Palm says that they have limited resourses and I believe them but what surprises me is how poorly they have used them. I mean if you only have say... 20 million to advertise. They you have to be very careful on where you put them, and IMO Palm is just throwing it down the drain for the most part.
I think the pre not selling well is due to two obvious factors. Poor build quality and lack of marketing. The more tech savvy along with long time palm fans were quick to adopt the pre because they saw the potential of webos. I think that the lack of marketing resulted in lower mind share, and due to the less than stellar build quality it was harder for it to become popular through word of mouth. It's hard for me to recommend this phone to my friends that aren't as careful with their gadgets as I am. I think palm learned a lesson with the pre though (as demonstrated with the pixi) and will create a solid phone next time around. I just hope that the next iteration of webos will be as innovative for the time as it was when the pre originally came out, because if it is, palm won't even need advertising.
It's the competition. Palm may be executing to match whatever internal goals they set for themselves, however, the competition is getting much more intense. RIM still has dominant smartphone market share. iPhone sales doubled compared to a year ago. Android devices are selling well across multiple carriers. Even Windows Mobile 7 is going to get some attention over the next few weeks.
Smartphones are the new technology battleground and every major player is getting right in there for the long run. What happened at CES was that interesting for Palm except the Verizon announcement. If the Pre Plus and the Pixi Plus aren't taking off then there's not much good news for PALM on the horizon. Nobody cares how small the company is except to highlight how vulnerable its single product line is.

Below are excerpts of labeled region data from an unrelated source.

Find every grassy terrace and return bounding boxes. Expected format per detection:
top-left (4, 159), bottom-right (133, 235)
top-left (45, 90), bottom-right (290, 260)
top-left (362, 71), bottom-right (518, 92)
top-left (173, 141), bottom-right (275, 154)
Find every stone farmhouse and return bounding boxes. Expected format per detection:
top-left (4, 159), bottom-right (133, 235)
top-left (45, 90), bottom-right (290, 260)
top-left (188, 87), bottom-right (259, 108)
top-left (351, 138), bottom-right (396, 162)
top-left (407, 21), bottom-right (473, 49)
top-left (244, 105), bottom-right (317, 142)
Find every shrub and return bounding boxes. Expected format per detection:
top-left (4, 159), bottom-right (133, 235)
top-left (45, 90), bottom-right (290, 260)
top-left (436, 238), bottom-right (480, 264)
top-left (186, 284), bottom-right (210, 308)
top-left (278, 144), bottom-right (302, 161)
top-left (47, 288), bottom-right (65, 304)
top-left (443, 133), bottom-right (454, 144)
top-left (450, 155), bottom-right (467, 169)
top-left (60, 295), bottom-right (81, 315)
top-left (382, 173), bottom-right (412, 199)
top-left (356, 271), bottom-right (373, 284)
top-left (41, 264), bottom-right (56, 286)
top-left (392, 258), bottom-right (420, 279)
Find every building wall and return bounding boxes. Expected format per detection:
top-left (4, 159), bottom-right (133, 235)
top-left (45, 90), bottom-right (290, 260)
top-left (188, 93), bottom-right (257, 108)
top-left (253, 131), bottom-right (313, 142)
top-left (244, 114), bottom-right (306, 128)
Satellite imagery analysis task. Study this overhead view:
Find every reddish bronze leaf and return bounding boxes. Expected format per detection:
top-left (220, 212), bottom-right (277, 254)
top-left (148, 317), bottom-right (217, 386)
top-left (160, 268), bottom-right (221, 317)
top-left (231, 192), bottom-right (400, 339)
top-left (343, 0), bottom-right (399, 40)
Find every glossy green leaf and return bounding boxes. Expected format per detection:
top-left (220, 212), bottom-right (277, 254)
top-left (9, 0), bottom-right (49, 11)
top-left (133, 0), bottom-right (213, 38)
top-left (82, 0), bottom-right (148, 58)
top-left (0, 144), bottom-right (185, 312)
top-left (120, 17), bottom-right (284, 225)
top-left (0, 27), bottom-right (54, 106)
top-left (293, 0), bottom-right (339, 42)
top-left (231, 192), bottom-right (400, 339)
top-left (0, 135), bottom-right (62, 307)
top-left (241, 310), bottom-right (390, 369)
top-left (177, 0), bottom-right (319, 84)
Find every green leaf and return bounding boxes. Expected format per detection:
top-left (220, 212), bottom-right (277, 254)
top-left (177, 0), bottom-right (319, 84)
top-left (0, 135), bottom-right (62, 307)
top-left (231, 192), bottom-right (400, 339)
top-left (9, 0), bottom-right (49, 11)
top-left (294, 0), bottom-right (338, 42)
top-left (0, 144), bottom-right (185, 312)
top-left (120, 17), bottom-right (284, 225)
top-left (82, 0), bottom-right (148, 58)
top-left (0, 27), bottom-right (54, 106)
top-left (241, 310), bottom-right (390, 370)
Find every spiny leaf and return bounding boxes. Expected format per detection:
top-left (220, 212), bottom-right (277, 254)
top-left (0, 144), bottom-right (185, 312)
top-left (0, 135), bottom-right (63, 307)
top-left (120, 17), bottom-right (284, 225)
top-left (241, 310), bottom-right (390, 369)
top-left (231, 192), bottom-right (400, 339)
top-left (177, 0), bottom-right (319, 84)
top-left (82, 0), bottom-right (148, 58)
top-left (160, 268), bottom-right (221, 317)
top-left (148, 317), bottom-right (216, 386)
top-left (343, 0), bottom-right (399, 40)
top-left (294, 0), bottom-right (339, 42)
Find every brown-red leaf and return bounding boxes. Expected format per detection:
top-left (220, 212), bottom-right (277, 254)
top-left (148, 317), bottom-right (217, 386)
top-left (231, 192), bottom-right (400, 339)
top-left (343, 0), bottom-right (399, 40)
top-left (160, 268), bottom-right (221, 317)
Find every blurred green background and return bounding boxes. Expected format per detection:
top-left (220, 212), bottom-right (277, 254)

WSJ (today) "On the other hand, Microsoft slipped to 18% share, while Palm saw the biggest losses, with its share dropping to 6.1% from 8.3%, despite recent price cuts that made its devices among the cheapest on the market."
Begin the deathwatch. Or, at least the acquisition-watch.
I know Palm is a small company but dang as soon as they build a little buzz they always fail to capitalize on it. They should drop the update soon then market then hell out of the phones. Showing what palm products are capable of not just one aspect of the phone on one carrier. Just show the public what Palm products can do for them and let them decide which carrier they prefer.
Market share loss is mainly the result of 2 problems:
1) Poor advertising. Palm, make some good advertising showing the power of WebOS (multitasking, notifications, touchstone, gesture area, app catalog, adobe flash, 3D games, productivity advantages with sinergy etc. etc.)
2) Only 8 GB version available for most of the time since launch when iPhone already had 32 GB and others phones MicroSD card slot. Next time put a damn MicroSD slot!
And please, for increasing also your global market share, sell it in more countries, even unlocked.
I don't know if the "fat middle" that Palm is targeting really cares about the MicroSD. I've never heard anyone really complain about that; rather, folks complain about build quality and advertising.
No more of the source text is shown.